Tourists are routinely following their GPS down lanes that are unsuitable for cars and onto off-road tracks in a bid to make their way to “hidden” beaches, needing to be rescued by the local fire brigade when they get stuck.
The move follows 144 emergency call-outs for both cars and hikers in the province over the past two years. The final straw: the two tourists in a Porsche who were rescued by emergency services on a rough track in the Supramonte mountain range, known by climbers for its vertical rock faces.
They were looking for the pristine “cale,” or white sand coves at the foot of plunging cliffs, for which Ogliastra is famous.
The emergency services are effectively funded by the local community.

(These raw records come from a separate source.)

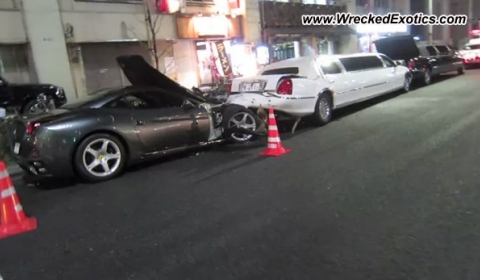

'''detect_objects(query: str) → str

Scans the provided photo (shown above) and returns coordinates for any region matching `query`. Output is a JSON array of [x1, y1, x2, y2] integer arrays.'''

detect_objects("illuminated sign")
[[357, 24, 408, 34], [193, 16, 229, 37], [155, 0, 180, 14], [215, 41, 232, 76]]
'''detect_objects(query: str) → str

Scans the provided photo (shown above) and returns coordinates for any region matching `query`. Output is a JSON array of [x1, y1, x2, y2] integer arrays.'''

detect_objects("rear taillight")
[[227, 83, 232, 94], [27, 122, 42, 135], [277, 78, 293, 95], [408, 60, 416, 69]]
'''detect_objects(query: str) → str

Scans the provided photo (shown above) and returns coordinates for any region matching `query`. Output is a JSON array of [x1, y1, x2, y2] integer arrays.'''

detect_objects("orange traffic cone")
[[0, 161, 37, 238], [260, 108, 291, 157]]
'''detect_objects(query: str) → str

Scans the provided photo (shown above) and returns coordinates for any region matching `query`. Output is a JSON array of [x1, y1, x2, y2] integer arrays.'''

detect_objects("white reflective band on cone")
[[268, 137, 280, 143], [15, 204, 23, 212], [0, 187, 15, 198], [0, 170, 8, 180]]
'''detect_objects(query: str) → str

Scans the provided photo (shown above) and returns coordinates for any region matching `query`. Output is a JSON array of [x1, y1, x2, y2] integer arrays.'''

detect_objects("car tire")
[[313, 92, 333, 126], [422, 68, 432, 86], [222, 105, 261, 144], [73, 133, 127, 182], [402, 74, 412, 93]]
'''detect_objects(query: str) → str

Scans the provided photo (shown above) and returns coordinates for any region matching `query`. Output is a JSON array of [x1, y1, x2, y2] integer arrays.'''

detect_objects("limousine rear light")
[[27, 122, 42, 135], [227, 83, 232, 94], [408, 60, 416, 69], [277, 78, 293, 95]]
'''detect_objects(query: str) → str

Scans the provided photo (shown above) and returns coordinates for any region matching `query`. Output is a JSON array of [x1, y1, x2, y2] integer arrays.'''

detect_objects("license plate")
[[240, 82, 263, 92], [13, 143, 20, 154]]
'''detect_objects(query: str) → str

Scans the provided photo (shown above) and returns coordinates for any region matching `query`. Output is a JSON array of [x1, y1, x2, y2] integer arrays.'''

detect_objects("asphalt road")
[[0, 70, 480, 280]]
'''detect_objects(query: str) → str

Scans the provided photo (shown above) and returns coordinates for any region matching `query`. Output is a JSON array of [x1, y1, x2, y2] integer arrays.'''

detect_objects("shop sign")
[[214, 41, 232, 76], [228, 0, 240, 10], [193, 16, 229, 37], [155, 0, 180, 14]]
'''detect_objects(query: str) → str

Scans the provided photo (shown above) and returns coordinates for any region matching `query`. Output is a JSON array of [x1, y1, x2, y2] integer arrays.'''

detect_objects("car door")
[[435, 45, 455, 73], [425, 45, 443, 75], [316, 58, 352, 107], [379, 54, 405, 92], [116, 90, 209, 153]]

Tourists do not have to pay for their rescue.
Mayor of Baunei, Salvatore Corrias, told CNN that authorities have erected signs around the area in Italian and English, advising tourists “don’t follow the directions on Google Maps”, and that the tracks are only suitable for all-terrain vehicles.
“Too many sedans and hatchbacks are getting stuck on unpassable tracks — sometimes offroad vehicles too. All because they follow Google Maps, whose instructions are often misleading on our roads.”
The authorities have contacted Google Maps, who have promised to look into it. “We’re waiting,” Corrias told CNN. “We have faith that they’ll do it.
“But we’ve seen nothing concrete yet, so we’ve gone ahead with the signs, putting them at the entrance to the most used roads, from [beaches] Cala Luna to Cala Goloritzé.”
In the meantime, Corrias suggests following road signs or going retro with “old, trustworthy roadmaps.”
“Even better, use our expert local guides — none of them would ever put visitors in danger,” he said.
Google Maps told CNN: “We’re aware of an issue in Sardinia where Google Maps is routing some drivers down roads that can be difficult to navigate due to their terrain. We’re currently investigating ways that we can better alert drivers about these types of roads.”